In March 2021, the US economy was adding jobs again. However, the share of adults who were having trouble paying their expenses fell sharply. This was largely due to the stimulus effect, which is beginning to fade. Meanwhile, other problems continued to affect the economy. Among other things, unemployment benefits are beginning to expire.
Meanwhile, consumption of medical services will increase by 3.2 percent a year, owing to the Patient Protection and Affordable Care Act. The aging population will also increase the demand for medical care. However, this sector will experience slower growth than other services, like personal care and telecommunications. In the past decade, the growth rate of this sector dropped from 3.9 percent per year between 1992 and 2002 to 1.2 percent annually during the decade 2002-2012. This trend will continue into 2022.
Meanwhile, the consumer price index, or CPI, is increasing at a faster pace. The core CPI (excluding food and energy) grew by 0.7 percent. This is the lowest level since the 1990s.
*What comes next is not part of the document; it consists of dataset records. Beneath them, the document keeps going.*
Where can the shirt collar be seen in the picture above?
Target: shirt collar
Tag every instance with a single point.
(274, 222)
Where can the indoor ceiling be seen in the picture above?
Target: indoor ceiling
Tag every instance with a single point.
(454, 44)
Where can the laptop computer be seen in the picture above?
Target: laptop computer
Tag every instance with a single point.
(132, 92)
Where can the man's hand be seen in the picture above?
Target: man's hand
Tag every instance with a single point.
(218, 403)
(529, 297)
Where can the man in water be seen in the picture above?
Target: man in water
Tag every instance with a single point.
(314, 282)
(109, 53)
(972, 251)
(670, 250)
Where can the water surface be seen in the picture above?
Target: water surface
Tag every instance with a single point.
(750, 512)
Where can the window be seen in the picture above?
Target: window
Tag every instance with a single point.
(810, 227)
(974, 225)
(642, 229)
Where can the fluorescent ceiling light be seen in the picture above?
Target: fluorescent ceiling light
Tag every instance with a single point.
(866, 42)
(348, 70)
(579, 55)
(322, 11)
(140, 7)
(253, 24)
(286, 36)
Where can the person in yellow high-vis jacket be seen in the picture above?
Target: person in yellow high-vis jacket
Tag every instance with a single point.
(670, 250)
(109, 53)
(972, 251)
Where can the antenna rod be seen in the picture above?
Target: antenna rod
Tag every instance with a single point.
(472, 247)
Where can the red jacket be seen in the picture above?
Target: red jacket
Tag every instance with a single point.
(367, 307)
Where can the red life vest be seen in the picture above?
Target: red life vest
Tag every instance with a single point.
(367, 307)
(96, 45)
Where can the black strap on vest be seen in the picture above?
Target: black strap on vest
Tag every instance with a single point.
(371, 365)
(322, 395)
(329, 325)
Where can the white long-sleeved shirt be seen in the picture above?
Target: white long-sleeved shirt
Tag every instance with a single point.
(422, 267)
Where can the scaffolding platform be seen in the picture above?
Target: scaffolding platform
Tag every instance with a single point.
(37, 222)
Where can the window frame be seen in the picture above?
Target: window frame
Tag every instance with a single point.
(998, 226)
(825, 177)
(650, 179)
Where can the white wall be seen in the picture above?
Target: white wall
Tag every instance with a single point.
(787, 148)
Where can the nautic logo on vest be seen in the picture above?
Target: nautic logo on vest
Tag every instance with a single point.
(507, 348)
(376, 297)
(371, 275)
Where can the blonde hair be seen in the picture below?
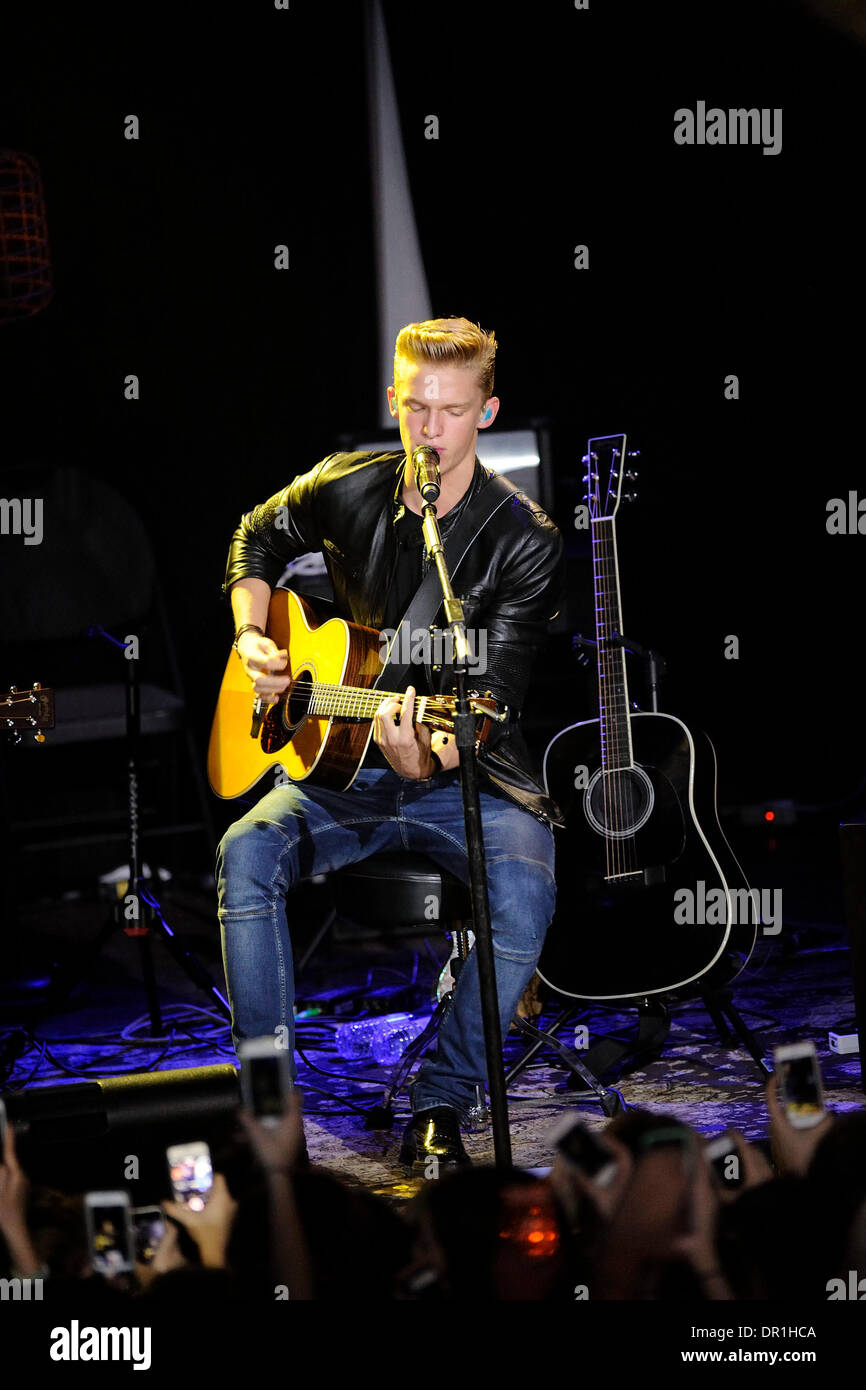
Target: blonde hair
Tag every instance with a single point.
(449, 341)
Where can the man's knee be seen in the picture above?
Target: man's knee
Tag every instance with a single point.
(523, 895)
(248, 854)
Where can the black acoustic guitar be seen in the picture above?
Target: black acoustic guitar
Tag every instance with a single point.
(651, 898)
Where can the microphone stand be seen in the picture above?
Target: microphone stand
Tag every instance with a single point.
(464, 731)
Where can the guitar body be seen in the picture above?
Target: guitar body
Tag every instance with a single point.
(324, 749)
(617, 933)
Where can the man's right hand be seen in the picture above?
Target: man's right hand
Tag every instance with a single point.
(262, 658)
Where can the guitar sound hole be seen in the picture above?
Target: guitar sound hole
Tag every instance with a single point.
(298, 699)
(619, 802)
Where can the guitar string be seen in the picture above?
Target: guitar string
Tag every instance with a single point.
(617, 786)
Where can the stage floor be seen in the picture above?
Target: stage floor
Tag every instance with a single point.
(795, 986)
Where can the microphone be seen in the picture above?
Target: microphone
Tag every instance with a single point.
(426, 464)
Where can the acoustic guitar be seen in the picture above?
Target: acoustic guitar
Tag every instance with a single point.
(320, 727)
(651, 897)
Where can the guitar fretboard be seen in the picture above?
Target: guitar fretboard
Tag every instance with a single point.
(356, 702)
(612, 680)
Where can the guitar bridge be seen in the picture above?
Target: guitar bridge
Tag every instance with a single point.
(257, 717)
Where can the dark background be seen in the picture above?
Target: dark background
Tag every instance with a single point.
(555, 128)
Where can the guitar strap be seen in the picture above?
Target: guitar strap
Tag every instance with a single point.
(428, 595)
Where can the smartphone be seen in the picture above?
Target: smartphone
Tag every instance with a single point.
(110, 1237)
(580, 1147)
(717, 1154)
(266, 1077)
(799, 1083)
(191, 1172)
(149, 1226)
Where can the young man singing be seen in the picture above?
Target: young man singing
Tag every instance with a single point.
(363, 512)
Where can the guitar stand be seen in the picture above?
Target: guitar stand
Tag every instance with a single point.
(654, 1027)
(381, 1116)
(610, 1100)
(722, 1009)
(136, 913)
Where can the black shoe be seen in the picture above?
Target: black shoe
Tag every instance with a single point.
(434, 1134)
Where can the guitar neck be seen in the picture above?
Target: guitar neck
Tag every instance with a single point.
(612, 679)
(356, 702)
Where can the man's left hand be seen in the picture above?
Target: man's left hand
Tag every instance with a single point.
(403, 742)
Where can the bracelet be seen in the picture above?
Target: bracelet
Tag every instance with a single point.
(245, 627)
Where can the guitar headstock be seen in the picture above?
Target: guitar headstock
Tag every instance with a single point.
(605, 473)
(27, 712)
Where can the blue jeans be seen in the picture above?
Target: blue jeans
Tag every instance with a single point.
(292, 834)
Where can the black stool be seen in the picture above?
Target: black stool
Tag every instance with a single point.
(399, 890)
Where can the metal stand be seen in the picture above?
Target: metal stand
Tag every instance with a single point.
(464, 729)
(381, 1116)
(138, 912)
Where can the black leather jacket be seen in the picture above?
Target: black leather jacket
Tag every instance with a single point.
(510, 580)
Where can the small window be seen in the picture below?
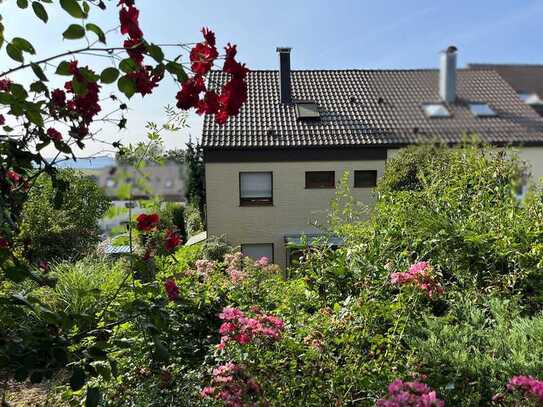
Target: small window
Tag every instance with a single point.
(255, 188)
(435, 110)
(111, 183)
(320, 179)
(481, 110)
(258, 250)
(365, 178)
(307, 110)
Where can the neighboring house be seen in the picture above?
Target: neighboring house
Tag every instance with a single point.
(272, 171)
(527, 80)
(164, 181)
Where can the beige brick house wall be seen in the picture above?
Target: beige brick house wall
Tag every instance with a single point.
(294, 208)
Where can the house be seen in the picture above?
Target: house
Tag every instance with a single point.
(526, 80)
(272, 171)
Housing data, on the other hand, suggests a market correction is beginning. Increasing house prices and interest rates are restricting the demand for new homes.
Economic growth in Europe and China will be below 3% in 2022
The growth forecast is based on current economic data and factors that will have an impact on future growth. The global economy will grow between 2.5 and 2.8 percent in 2022. However, the growth of Europe and China will be below that level. It is therefore important to look at the factors that will influence future growth in these regions.
The Eurozone economy continued to expand, with real GDP increasing 0.2% in the third quarter and 2.1% on an yearly basis. This was lower than the 2.4% increase in the second quarter, and the slowdown comes amid concerns about a recession. Among the countries affected by the slowdown were Belgium and Austria. In Latvia, GDP fell by more than one percent in September.
China’s economy continues to rely on exports, despite the effects of the recent flu pandemic. The pandemic disrupted global supply chains and created intense demand for products like electronics and health products. Last year, exports in the country grew by 29.8%, but the pace of growth has slowed. In September, export growth was at 12.5%. The global economy will grow at a slower pace in 2022, according to Barclays’s updated forecast for both Europe and China.
While the EU and China will both see economic growth below three percent in 2022, growth in the two regions is likely to pick up in the second half of 2022. The biggest COVID-19 wave that hit the country last year has also disrupted the growth normalization process. In April, factory activity in China declined to its lowest level in nearly two years, according to the official manufacturing PMI. In June, the index registered its first monthly rise since February. However, the recent COVID-19 outbreaks have weakened China’s growth momentum, as they have hit private consumption and investment sectors.
The recent weak economic data for Europe and China have led to concerns that both countries’ economies may not be able to recover from the recent slowdown. Although it may seem that the world economy will continue to recover, the situation in the two regions is dire. In Europe, the yield on two-year German government debt has increased to over one percent, the highest since the 1980s. In China, the growth outlook is still grim.